NPSとは?基礎知識と計算方法・調査方法について徹底解説

「NPS」は近年になって日本国内で広まり始めたビジネスにおける指標で、「顧客満足度」と並んで経営改善策のひとつとして大手企業を中心に導入されつつあります。
しかし、NPSについて詳しく知らない、導入方法が分からないという方も少なくないでしょう。
今回は、NPSの概要や導入方法、主なメリットについてご紹介します。

目次

NPSとは

NPSとは、「ネットプロモータースコア」の略称です。

顧客ロイヤルティを測る指標であり、企業に対する信用や愛着といった要素を数値化できる指標です。NPSは感覚的な要素を測れる指標として有効性が認められており、欧米の売上上位企業の3割以上がNPSを採用しているとされます。

IMJが実施した統計調査によると、2018年の日本におけるNPS導入率は10.1%であり、2016年と比較すると1%増加している状況です。
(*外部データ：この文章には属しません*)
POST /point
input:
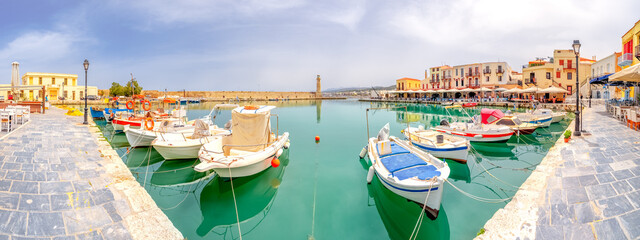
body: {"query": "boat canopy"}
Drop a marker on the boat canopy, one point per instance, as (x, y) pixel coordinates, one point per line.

一方で顧客満足度調査は2018年時点で52.1%の企業に導入されており、NPSに比べて認知度が高い項目だと分かります。

どちらも顧客を測る重要な指標ですが、NPSの重要度は今後ますます高まるでしょう。

NPSの調査方法

NPSを調査する際には、「このサービスを身近な人に紹介する可能性はどのくらいありますか?」といった質問を0~10段階の評価形式で行います。

点数が高いほど評価も高く、0~6点は批判者、7~8点は中立者、9~10点は推奨者として分類します。

この1問のみで顧客からの総合的な信用を測れることがNPSの特徴です。

なお、実際にNPSを実施する際には調査精度を上げるため、点数を決めた具体的な理由や、改善してほしい点などを合わせて質問することが一般的とされます。

9~10点の推奨者は、企業が提供するサービスに対して高い満足度を持っているユーザーです。企業にとっては売上アップにつながる顧客層なので、推奨者をできるだけ増やしていくことがNPSの目的と言えます。

7~8点の中立者は、サービスを受動的に利用しているユーザーで、推奨者と比べるとリピーター率が低くなる傾向があります。条件次第では他社へ流れる可能性が高いため、顧客として保持し続けるにはサービスの品質向上に努める取り組みが必要です。

最後に、0~6点の批判者は文字通り不満を持っているユーザーで、企業に対して否定的なクレームや悪評を広める可能性がある顧客層です。批判者が増えると企業のイメージダウンにつながるので、企業努力によって推奨者へと転換していくことが重要になります。

なぜ「薦める可能性」を尋ねるのか?

では、どうしてNPSでは「他者に薦めるか」という質問をするのでしょうか?

理由の一つは、他者に対して薦めるかどうかを問うことで、商品に対する満足度を厳密に判定してもらうためです。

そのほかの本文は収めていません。